Sunday, October 31, 2010

Virtual Desktops

Now here’s a great story about a firm leveraging technology to gain efficiencies. Rory Clements, chief tech systems architect for CB Richards Ellis, a Los Angeles based global real estate company, has undertaken converting CBRE’s 40,000 traditional PCs into virtual desktops. “His guinea pigs: 2,000 London-based executives, surveyors, appraisers and agents. In exchange for giving up their company-issued Windows XP desktops and laptops, Clements is giving each employee access to a virtual copy of a new, more powerful Windows 7 desktop residing in CBRE's private data center.
Using the latest virtualization technology from VMware, Clements can push out a Windows 7 desktop to any PC the employee happens to have handy. It could be an old office XP machine, a personally owned netbook or a computer in an Internet cafe in Kuala Lumpur, for that matter. The employee gets full access to company e-mail, databases and business applications.
Some top CBRE executives will even be able to access their company-issued Windows 7 virtual desktops on their smartphones and tablet PCs.”
While the upfront costs of doing this are huge, the company anticipates huge savings over time. CBRE not only stands to gain cost efficiencies, employees should also become more efficient, thereby increasing productivity.
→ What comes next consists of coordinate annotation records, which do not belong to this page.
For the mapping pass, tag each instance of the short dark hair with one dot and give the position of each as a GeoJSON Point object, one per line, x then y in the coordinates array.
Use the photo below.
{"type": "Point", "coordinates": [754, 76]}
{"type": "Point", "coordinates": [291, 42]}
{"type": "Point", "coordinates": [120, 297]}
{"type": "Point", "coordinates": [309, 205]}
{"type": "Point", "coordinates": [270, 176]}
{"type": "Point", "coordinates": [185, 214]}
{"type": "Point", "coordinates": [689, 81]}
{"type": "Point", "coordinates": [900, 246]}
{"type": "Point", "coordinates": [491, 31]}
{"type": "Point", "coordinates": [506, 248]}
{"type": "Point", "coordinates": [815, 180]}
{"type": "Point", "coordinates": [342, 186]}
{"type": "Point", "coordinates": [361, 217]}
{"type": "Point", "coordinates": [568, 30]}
Saturday, October 23, 2010

India's Outsourcing Firms Post Record Growth

  As the outsourcing discussion heats up in class, it’s interesting to see that India’s major outsourcing companies have posted “unprecedented revenue growth,” according to an article on the website InfoTech Spotlight. A sign that outsourcing continues to be a growing trend. The companies, Tata Consulting Services, Infosys Technologies, and Wipro, were last week “all predicting impressive growth this year” and as a result were hiring in large numbers to meet the growing demand. The article posits that Tata Consulting Services is expecting to end the fiscal year with $8 billion in revenues. According TCS’ CEO such growth, given the uncertain economic situation is a positive indication about the global demand recovery going forward. In my opinion, this could also be an indication that companies continue to be cautious about the global recovery and as such are continuing with the trend to remain as lean as possible. The company also said that “all major outsourcing markets showed double digits, Europe leading the pack” and its North American revenues crossed one billion dollars.
 Some of the Tata’s key new clients this year are “Canada's large financial institutions, a Fortune Top 50 Healthcare company, a U.S.-based large banking and financial services institution, the Phoenix Group, a leading publishing and education services provider, a leading grocery retailer, and a leading North American general merchandise retailer.”
 By the way, has anyone seen the NBC comedy Outsourced?

Sunday, October 3, 2010

Nokia


In class we’ve been talking a lot about change. Not just changing technology, but also changing corporate. Our panelists on Thursday talked even more about this. In our discussions we came across companies that willing to embrace change and some that are unwilling to embrace. We also talked about how this willingness or unwillingness to embrace change has affected their businesses. As the discussion continues, I came across an interesting article in the New York Times this past week about Nokia. Nokia is the world’s leading supplier of mobile phones controlling (as of June 2010) 40.3 percent of the world mobile phone market, down from 40.7 percent last year. In the United States, Nokia controls 8.1 percent of the mobile phone market, but in 2002 controlled 35 percent of this said market.
Nokia recently appointed a new CEO, Stephen Elop, and the article discusses the challenges he will face to changing the long standing corporate culture at Nokia, a culture of “complacency” and one heavily influenced by bureaucracy. According to the article Nokia developed a touch screen, internet ready mobile phone years before Apple released the IPhone. However, influenced by their own complacency and bureaucracy managers at Nokia killed the development of the mobile phone.
Now with a new CEO at its helm and it lags behind in the smartphone world, Nokia has reached a kind of cross road. How is the new CEO going to create a corporate culture that is conducive to innovation? How far reaching should these changes be? Or as the world leader in the mobile phone market, should they continue with what they’ve been doing thus far?